With Black Friday upon us this week, the blockbusters have finally kicked in — will Taylor Swift and One Direction make a dent in the numbers? Album sales ticked down another notch this week to down 12 percent year-over-year (as opposed to last week, when they were down 13 percent). Track sales, however, remain stuck, down 13 percent from the previous year.
COULD ONE DIRECTION FINALLY MEAN “DOWN”?: After three weeks of Swift dominance, One Direction’s Four hits Number One with 387,000 sales, making it the year’s second-biggest debut. But buried within this happy holiday news is a darker trend. The previous One Direction album, last year’s Midnight Memories, sold 546,000,copies and Billboard‘s retail experts had predicted a debut week total of 420,000. Maybe One Direction is preparing to pass the boy-band baton to 5 Seconds of Summer — conspicuously, 1D has zero singles on the Digital Songs chart or iTunes’ Top Songs.
WHY IS “JULIO, GET THE STRETCH!” NOT A RINGTONE ALREADY?: Rather than concentrating on the depressing return of post-grunge to the album charts (Nickelback‘s No Fixed Address sold 80,000 copies and made its debut at Number Four), I’d like to direct your attention to the welcome return of Seventies-style funk to the singles charts. “Uptown Funk,” in which bandleader Mark Ronson and pop star Bruno Mars channel Kool and the Gang and Tower of Power, jumps from Number 18 to Number Three on the Digital Songs chart, selling 111,000 copies (an increase of 107 percent). Somebody timed this surge perfectly — the video posted on Vevo last week, days before Mars and Ronson performed it on “Saturday Night Live.” It has nearly 6 million views.

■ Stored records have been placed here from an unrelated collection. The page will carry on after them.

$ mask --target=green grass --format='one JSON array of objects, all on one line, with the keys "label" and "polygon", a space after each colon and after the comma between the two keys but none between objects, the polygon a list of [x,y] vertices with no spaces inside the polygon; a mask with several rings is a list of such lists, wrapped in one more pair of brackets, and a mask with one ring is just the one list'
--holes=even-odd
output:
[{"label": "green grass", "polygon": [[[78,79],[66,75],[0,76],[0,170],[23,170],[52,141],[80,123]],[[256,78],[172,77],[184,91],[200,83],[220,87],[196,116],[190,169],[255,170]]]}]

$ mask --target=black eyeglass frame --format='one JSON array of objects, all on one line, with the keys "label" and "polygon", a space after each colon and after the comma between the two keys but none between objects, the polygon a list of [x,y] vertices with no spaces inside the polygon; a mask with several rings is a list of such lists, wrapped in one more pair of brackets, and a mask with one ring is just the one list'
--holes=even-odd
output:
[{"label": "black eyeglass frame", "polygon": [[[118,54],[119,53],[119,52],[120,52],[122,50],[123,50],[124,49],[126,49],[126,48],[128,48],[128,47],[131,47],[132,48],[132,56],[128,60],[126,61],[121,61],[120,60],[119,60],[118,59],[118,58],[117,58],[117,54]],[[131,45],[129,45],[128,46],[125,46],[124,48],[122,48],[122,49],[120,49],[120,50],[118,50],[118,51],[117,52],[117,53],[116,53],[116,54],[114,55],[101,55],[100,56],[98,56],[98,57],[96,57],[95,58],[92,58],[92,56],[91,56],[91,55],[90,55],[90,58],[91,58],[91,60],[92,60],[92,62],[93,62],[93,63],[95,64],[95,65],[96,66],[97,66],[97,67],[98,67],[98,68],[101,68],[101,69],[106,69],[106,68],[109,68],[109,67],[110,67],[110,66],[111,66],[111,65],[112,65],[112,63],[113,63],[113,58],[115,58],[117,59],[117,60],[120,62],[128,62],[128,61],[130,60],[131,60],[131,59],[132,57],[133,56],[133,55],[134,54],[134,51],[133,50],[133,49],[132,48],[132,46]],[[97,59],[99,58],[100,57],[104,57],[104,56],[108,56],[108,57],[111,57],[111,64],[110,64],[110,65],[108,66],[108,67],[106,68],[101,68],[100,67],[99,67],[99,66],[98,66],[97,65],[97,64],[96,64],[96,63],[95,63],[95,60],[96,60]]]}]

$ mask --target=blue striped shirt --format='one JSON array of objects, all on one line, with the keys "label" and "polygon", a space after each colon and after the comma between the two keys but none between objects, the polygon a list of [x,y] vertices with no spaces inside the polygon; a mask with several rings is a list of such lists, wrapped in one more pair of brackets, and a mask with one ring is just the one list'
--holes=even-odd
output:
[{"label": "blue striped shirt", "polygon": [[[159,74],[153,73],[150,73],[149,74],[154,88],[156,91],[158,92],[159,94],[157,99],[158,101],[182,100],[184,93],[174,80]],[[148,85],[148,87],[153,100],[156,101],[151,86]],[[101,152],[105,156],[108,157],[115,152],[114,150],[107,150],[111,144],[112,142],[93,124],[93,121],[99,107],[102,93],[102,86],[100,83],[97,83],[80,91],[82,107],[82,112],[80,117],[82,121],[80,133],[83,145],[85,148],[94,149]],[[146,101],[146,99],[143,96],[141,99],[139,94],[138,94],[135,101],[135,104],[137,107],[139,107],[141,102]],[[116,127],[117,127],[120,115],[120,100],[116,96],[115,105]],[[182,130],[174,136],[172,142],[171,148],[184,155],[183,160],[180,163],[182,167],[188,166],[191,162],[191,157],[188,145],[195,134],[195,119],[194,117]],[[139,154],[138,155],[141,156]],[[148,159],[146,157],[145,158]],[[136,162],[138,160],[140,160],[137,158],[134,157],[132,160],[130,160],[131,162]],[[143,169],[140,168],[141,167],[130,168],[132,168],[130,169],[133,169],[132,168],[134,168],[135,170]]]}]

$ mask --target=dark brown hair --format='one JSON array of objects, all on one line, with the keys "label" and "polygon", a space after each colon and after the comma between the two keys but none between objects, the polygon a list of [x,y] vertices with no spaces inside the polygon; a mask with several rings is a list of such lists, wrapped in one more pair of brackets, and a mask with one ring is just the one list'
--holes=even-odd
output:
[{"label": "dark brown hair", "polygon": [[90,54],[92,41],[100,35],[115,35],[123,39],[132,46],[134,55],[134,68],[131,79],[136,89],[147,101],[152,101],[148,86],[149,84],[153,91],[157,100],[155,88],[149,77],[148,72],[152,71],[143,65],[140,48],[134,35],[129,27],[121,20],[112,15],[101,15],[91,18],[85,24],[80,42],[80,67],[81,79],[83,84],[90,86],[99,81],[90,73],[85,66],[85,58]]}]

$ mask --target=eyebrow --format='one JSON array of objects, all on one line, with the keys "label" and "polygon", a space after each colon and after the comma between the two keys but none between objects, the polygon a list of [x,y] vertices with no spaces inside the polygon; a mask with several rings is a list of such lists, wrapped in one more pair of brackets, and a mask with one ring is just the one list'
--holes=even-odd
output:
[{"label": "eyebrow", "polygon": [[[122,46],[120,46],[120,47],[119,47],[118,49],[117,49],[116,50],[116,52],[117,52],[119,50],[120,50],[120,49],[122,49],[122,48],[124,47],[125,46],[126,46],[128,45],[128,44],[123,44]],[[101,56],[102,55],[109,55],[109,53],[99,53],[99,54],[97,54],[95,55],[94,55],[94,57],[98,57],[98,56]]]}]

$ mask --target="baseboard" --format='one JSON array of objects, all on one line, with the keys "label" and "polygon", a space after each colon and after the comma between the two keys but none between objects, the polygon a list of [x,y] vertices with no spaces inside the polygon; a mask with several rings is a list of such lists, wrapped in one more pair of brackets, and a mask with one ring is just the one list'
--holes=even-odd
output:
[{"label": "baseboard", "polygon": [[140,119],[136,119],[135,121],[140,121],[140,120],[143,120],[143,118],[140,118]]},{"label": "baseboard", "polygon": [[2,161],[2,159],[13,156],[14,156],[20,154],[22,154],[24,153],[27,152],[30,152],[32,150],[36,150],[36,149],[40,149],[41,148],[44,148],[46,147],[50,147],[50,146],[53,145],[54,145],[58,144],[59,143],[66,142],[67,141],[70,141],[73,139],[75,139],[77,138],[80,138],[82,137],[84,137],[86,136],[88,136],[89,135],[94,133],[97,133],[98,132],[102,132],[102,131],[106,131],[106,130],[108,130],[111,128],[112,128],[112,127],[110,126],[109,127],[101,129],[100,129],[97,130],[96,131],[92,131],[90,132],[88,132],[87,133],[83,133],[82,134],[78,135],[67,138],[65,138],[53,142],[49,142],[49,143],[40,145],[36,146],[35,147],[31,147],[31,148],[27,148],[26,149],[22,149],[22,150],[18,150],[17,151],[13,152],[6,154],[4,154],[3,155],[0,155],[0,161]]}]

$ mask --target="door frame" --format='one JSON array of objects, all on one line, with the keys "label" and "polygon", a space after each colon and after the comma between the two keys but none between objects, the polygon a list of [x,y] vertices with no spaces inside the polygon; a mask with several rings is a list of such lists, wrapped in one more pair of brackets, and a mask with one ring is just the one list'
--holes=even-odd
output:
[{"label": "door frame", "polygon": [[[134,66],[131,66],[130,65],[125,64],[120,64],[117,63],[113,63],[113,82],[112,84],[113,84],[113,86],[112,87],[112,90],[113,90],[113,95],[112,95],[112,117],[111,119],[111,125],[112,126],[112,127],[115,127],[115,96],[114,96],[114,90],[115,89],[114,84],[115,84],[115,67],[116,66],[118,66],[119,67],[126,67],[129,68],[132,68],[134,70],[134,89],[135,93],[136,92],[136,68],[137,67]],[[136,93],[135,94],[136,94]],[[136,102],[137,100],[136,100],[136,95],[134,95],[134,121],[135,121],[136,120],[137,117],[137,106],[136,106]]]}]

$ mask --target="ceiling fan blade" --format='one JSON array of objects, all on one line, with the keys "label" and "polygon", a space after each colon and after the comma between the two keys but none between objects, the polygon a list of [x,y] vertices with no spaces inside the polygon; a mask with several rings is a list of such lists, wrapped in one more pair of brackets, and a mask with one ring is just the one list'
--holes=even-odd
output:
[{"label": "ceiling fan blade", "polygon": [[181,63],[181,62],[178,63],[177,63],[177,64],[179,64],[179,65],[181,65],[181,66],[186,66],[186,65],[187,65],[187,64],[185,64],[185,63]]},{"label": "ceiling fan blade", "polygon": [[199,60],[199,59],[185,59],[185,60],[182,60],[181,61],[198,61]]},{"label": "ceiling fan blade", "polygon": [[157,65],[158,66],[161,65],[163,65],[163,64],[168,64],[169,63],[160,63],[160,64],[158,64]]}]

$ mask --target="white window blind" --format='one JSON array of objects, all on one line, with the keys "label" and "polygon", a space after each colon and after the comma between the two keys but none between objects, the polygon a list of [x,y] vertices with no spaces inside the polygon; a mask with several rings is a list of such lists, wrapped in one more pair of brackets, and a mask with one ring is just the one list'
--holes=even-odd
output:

TAYLOR SWIFT WATCH: “What’s with the slew of Taylor Swift articles lately?” asks a friend. Well, in addition to being 2014’s biggest pop star by far, she makes irresistible moves for us music-business reporters, pulling her catalog from Spotify and declaring repeatedly that music shouldn’t be free. Would free Spotify streaming have cannibalized her album sales? It’s hard to say. The album has sold more than 2.21 million copies so far, making it the year’s biggest-selling album, although last year’s Frozen soundtrack has sold 3.27 million in 2014. But Swift may want to think about recharging 1989 with a splashy Spotify return; the album loses 32 percent in sales and drops to Number Two.